The point I’m trying to make is that there can be a very thin line between stereotype and archetype. As authors we have to be careful not to fall into stereotype, but at the same time we can’t be afraid to dig for archetype. So today – what are some character stereotypes that drive you crazy? And now – can you think of books, movies, plays that depict that same character, but raise the characterization to the level of archetype?
Here's a partial list of tropes to get you thinking!
Chosen One, Cinderella, Mysterious Stranger/Traveling Angel, Knight Errant, Boy Next Door, Girl Next Door, Femme Fatale, Seer/Sibyl, Christ Figure, The Fool, The Third Son, The Third Daughter, Whiz Kid, Final Girl, Absent-Minded Scientist.

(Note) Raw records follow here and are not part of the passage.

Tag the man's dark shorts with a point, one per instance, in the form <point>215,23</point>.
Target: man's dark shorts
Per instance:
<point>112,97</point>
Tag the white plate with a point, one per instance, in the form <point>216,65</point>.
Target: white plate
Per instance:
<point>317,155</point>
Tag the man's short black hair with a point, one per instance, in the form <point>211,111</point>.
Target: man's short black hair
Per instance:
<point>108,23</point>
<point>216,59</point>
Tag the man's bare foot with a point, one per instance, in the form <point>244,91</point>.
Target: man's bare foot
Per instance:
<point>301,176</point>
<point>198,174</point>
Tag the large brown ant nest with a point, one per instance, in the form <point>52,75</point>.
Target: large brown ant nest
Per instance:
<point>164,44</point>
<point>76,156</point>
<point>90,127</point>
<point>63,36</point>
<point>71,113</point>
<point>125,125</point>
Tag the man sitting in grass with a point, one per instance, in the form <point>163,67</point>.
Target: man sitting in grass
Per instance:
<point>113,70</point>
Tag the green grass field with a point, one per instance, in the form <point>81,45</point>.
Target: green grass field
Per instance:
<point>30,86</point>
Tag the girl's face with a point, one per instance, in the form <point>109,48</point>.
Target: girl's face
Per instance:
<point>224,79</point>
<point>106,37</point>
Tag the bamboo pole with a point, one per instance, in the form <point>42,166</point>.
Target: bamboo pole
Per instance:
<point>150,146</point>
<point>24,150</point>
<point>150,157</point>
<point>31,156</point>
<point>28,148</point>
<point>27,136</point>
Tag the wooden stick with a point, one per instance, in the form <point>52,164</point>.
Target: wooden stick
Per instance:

Byronic Hero, Bad Boy, Bad Girl, Gentleman Thief, Reluctant Hero, Sinner Who Becomes a Saint, Female Scientist/Academic Who Just Needs to Let Her Hair Down, Retiring Cop with Target on His Back, Supervillain, Shapeshifter, Trickster, Dark Lord, Evil Twin, Pissed-Off Brother (or Sister), Black Widow, Mad Scientist, Perverted Old Man, Mystery Villain, Witch, Crone, Evil Clown, Evil Wizard, Absent-minded Professor, Expert From Afar, Magician, Divine Fool, Wise Child, Seer/Sybil, Religious Nut, Hooker With A Heart Of Gold, Too Dumb To Live, Mary Sue, Manic Pixie, Martial Arts Master, Jedi Mentor, Cannon Fodder, Blonde, Ingénue, Jailbait, Jewish Mother, Magical Negro, Dark Lady, Clown, Crone, Fairy Godmother, Monster-In-Law, Pompous Ass, Nerd, Supernatural Ally, Wise Old Woman/Man, Snooty Clerk or Waiter, Devoted Domestic.